Fortune Magazine obviously views him as a way to get clicks, sell subscriptions, and cement its position as a source of high-value business information. I am not sure my perception of Fortune is congruent with that statement. Let’s look and see what Mr. Snowden’s “news” is telling Fortune to tell us to cause me to waste a perfectly good Saturday (June 14, 2024) morning writing about an individual who willfully broke the law and decamped to that progressive nation state so believed by its neighbors in Eastern Europe.

Fortune reports:

“Do not ever trust OpenAI or its products,” the NSA employee turned whistleblower wrote on X Friday morning, after the company announced retired U.S. Army Gen. Paul Nakasone’s appointment to the board’s new safety and security committee. “There’s only one reason for appointing [an NSA director] to your board. This is a willful, calculated betrayal of the rights of every person on earth. You have been warned.”

Okay, I am warned. Several observations:

  1. Telegram, allegedly linked in financial and technical ways, to Russia recently began censoring the flow of information from Ukraine into Russia. Does Mr. Snowden have an opinion about that interesting development. Telegram told Tucker Carlson that it embraced freedom. Perhaps OpenAI is simply being pragmatic in the Telegram manner?
  2. Why should Mr. Snowden’s opinion warrant coverage in Fortune Magazine? Oh, sorry. I answered that already. Fortune wants clicks, money, and to be perceived as relevant. News flash: Publishing has changed. Please, tape the memo to your home office wall.
  3. Is Mr. Snowden correct? I am neither hot nor cold when it comes to Sam AI Man, the Big Dog at OpenAI. My thought is that OpenAI might be taking steps to understand how much value the information OpenAI can deliver to the US government once the iPhone magic moves from “to be” to reality. Most Silicon Valley outfits are darned clumsy in their response to warrants. Maybe OpenAI’s access to someone who knows interesting information can be helpful to the company and ultimately to its users who reside in the US?

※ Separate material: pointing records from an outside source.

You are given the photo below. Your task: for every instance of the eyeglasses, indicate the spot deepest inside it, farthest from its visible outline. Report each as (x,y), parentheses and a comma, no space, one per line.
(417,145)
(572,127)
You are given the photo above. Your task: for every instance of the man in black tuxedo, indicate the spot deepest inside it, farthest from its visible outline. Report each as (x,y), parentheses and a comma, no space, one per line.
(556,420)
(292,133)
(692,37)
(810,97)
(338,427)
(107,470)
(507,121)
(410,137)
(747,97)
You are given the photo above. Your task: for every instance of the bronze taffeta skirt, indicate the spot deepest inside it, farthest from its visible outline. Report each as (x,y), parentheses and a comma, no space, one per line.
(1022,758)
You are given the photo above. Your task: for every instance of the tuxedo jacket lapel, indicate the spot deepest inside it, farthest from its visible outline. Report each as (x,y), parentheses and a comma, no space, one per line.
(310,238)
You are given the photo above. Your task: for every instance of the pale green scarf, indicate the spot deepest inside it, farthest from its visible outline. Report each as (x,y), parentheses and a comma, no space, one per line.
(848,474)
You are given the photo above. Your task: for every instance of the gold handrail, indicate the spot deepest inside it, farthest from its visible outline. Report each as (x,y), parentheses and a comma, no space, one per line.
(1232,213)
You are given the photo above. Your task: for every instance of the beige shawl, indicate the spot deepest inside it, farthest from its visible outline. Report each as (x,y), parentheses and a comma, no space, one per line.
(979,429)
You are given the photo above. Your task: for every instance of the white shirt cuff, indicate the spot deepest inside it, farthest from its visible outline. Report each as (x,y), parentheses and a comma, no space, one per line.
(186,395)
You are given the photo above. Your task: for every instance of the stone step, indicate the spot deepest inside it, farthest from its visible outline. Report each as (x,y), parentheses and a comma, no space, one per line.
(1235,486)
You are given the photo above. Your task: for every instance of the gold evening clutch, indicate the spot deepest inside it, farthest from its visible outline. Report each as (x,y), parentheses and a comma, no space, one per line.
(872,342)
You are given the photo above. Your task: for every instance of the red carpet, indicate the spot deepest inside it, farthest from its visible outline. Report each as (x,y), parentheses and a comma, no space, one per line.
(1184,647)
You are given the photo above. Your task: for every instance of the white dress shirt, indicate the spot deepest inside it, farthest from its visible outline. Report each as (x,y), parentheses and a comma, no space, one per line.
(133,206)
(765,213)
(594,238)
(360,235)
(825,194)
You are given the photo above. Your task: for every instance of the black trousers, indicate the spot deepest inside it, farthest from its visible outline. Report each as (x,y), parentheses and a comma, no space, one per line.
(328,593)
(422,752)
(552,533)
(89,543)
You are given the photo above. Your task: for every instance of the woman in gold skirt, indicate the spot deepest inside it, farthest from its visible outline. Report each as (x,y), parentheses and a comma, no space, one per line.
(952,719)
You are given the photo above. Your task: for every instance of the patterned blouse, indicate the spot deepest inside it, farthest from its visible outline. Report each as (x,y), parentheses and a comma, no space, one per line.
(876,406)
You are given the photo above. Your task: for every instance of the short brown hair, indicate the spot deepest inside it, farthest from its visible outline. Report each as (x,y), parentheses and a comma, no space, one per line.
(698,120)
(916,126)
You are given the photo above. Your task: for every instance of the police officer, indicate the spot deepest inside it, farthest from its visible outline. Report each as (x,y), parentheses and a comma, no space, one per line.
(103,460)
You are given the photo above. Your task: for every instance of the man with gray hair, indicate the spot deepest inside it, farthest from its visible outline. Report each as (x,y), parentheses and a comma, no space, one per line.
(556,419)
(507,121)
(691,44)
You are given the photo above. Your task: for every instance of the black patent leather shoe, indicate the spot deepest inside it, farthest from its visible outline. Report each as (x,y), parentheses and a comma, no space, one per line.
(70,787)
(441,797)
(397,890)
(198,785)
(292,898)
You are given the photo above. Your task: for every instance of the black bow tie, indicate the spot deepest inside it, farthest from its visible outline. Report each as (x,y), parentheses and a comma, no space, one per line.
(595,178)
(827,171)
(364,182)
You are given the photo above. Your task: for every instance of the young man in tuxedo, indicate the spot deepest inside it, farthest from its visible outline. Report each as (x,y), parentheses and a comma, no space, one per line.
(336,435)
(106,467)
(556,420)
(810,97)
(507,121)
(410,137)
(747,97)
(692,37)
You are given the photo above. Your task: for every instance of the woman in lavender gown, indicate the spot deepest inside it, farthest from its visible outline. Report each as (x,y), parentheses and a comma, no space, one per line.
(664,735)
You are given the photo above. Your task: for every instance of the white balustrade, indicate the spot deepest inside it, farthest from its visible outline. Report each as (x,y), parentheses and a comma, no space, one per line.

Since 2013, the “Snowden thing” has created considerable ripples. If one accepts Mr. Snowden’s version of events, he is a hero. As such, shouldn’t he be living in the US, interacting with journalists directly not virtually, and presenting his views to the legal eagles who want to have a chat with him? Mr. Snowden’s response is to live in Moscow. It is okay in the spring and early summer. The rest of the year can be brutal. But there’s always Sochi for a much-needed vacay and the wilds of Siberia for a bit of prison camp exploration.

Moscow has its charms and an outstanding person like Mr. Snowden. Thanks, Fortune, for reminding me how important his ideas and laptop stickers are. I like the “every person on earth.” That will impress people in Latvia.